Power’s last courtesy call this morning was to the two-room mission of the Pacific island kingdom of Tonga and its Ambassador Mahe’uli’uli Sandhurst Tupouniua, who surprised her by saying “Our 18th century constitution, I understand, is the second oldest to the United States.”
“Wow! Really! That’s amazing!” Power said.
But she appeared less impressed when the ambassador — whom she knows because they’re both in the U.N. band “UN Rocks” — told her that women still don’t have the right to vote or inherit land, though efforts are underway to allow women to inherit property.
Power said she decided to pay a courtesy call on every mission the U.S. has relations with because “it would send a really important signal of the respect that the United States has for these countries, for their views, for their history, for their cultures — and to show American curiosity.”
She said she wanted to show that she was “not just speaking at people” but was seeking to learn from the ambassadors “how we can better partner together.”

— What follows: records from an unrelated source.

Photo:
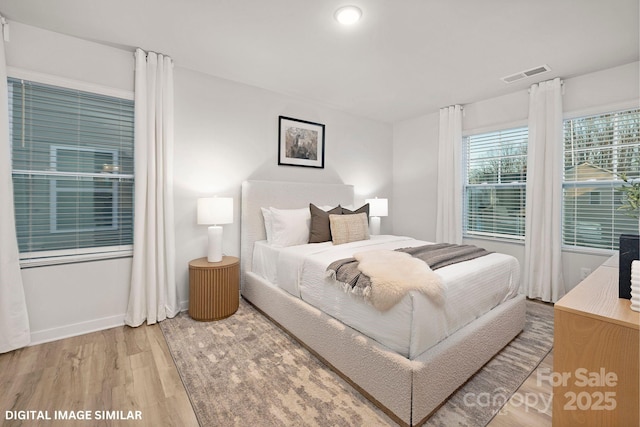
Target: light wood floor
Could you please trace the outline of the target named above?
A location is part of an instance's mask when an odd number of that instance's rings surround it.
[[[7,421],[5,411],[48,411],[52,421]],[[54,411],[93,420],[55,421]],[[96,421],[94,411],[141,411],[141,421]],[[135,413],[133,413],[135,416]],[[15,418],[15,417],[14,417]],[[157,325],[120,327],[0,355],[0,425],[197,426]]]
[[[553,369],[552,356],[540,367]],[[551,408],[522,404],[551,395],[536,371],[489,427],[550,426]],[[5,411],[141,411],[142,420],[6,421]],[[158,325],[120,327],[0,355],[2,426],[197,426],[187,393]]]

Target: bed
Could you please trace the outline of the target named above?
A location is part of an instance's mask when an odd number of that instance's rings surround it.
[[[280,250],[275,258],[269,258],[274,255],[270,255],[268,245],[265,247],[264,244],[266,233],[262,208],[296,209],[309,203],[347,206],[353,205],[353,201],[353,187],[349,185],[244,182],[241,293],[394,421],[401,425],[420,425],[524,327],[525,302],[524,297],[517,294],[517,262],[514,268],[515,260],[511,257],[487,255],[494,257],[504,270],[495,279],[487,279],[489,276],[480,274],[485,277],[484,288],[476,297],[490,294],[484,298],[490,308],[481,310],[480,314],[474,313],[472,308],[469,319],[456,319],[452,323],[446,315],[420,318],[424,312],[434,310],[431,310],[428,298],[418,292],[410,292],[388,312],[379,313],[365,301],[346,294],[339,286],[312,286],[314,280],[320,280],[307,278],[307,275],[313,273],[316,276],[309,277],[317,277],[320,273],[313,270],[324,268],[329,258],[324,259],[321,255],[323,262],[318,264],[314,261],[318,265],[306,261],[305,246],[293,248],[287,256]],[[395,249],[423,243],[411,242],[402,236],[375,236],[370,240],[363,244]],[[314,253],[334,250],[324,247],[331,246],[330,243],[314,245]],[[351,243],[339,248],[340,251],[362,250],[360,243],[355,243],[356,248],[353,249],[349,249],[349,245]],[[284,252],[287,253],[286,250]],[[257,262],[259,259],[267,262],[260,264]],[[283,261],[269,262],[269,259]],[[474,262],[489,261],[472,260],[445,267],[451,271],[443,273],[443,277],[448,274],[464,278],[466,276],[460,271],[465,268],[477,272],[478,266]],[[298,280],[296,274],[286,273],[282,264],[294,265],[294,270],[299,272]],[[302,268],[307,264],[315,267],[307,272],[307,267]],[[502,286],[503,290],[496,295],[491,294],[492,281],[505,280],[509,283]],[[464,293],[462,290],[459,292]],[[341,307],[340,303],[350,305]],[[345,317],[345,313],[353,314],[358,310],[362,313]],[[444,311],[455,313],[451,307]],[[467,313],[469,310],[458,311]],[[389,322],[390,318],[401,320]],[[436,328],[438,330],[431,335],[428,328],[425,328],[426,333],[416,330],[416,324],[428,323],[441,323],[444,328]]]

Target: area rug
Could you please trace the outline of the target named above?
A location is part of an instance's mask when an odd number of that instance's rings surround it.
[[[160,323],[201,426],[393,426],[384,412],[241,299],[216,322]],[[553,343],[553,309],[527,301],[525,330],[454,393],[429,426],[484,426]],[[496,395],[491,404],[478,396]],[[504,398],[503,398],[504,397]],[[475,400],[474,400],[475,399]]]

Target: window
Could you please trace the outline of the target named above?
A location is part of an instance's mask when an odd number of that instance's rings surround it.
[[[465,138],[464,233],[524,239],[526,127]]]
[[[113,256],[133,243],[133,101],[10,78],[22,260]]]
[[[622,177],[640,179],[640,110],[564,122],[562,238],[566,246],[618,249],[638,220],[620,210]]]

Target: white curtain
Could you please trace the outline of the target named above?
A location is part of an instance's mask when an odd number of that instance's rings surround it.
[[[562,276],[562,82],[531,86],[523,291],[555,302]]]
[[[3,28],[8,25],[0,17]],[[29,316],[22,286],[18,240],[13,212],[9,102],[4,43],[0,40],[0,353],[24,347],[31,341]]]
[[[462,107],[440,109],[436,242],[462,243]]]
[[[173,221],[173,61],[135,53],[135,218],[125,323],[153,324],[179,311]]]

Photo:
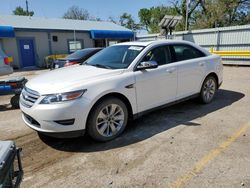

And she also thought the “show of respect might be something that would matter to them and would make them an ally” on tough U.N. votes.
Three U.N. member states that the United States doesn’t have diplomatic relations with missed out on a visit — North Korea, Iran and Syria.
Power said she was amazed to discover that about 40 countries had never had a visit from an American ambassador.
She recalled her first visit to a mission that had never had a U.S. ambassador cross its doorstep — the Central African Republic — which she went to soon after her arrival at the U.N. to learn more about the sectarian strife between Muslims and Christians engulfing the country.
Then ambassador Charles-Armel Doubane “literally wept and said you have no idea what this means to my country that America would deign to come. We didn’t think you knew where we lived even,” Power recalled.
When she saw what just showing up meant, she said her decision to visit every mission was reinforced.
Power said she prepares for her visits by learning as much as she can about the ambassador and the country, and she usually goes into the meetings with no agenda.
This always surprises the ambassadors “because they’re so used to, when America comes calling we always have a list of 10 things we want,” she said.
“Believe me, I have that list,” Power said, but for the visits, which last between 30 minutes and an hour, she said her focus is on finding out how the ambassadors got to the U.N., about their country and their concerns.
Many stories are very moving, she said, like the Bhutan ambassador who started life in a community where no one was literate.
“Don’t get me wrong,” Power said. “In these courtesy calls we argue. It’s not as if you park your national interests at the door. They have theirs and we have ours. But you do so on their turf.”
Sometimes, she said she’s learned to make arguments more persuasively because she understands the country’s position better and “that will make you a better diplomat as well.”
Power said visiting every mission is a big investment of time, “but I absolutely will recommend it” to Haley, the South Carolina governor tapped by President-elect Donald Trump to succeed her.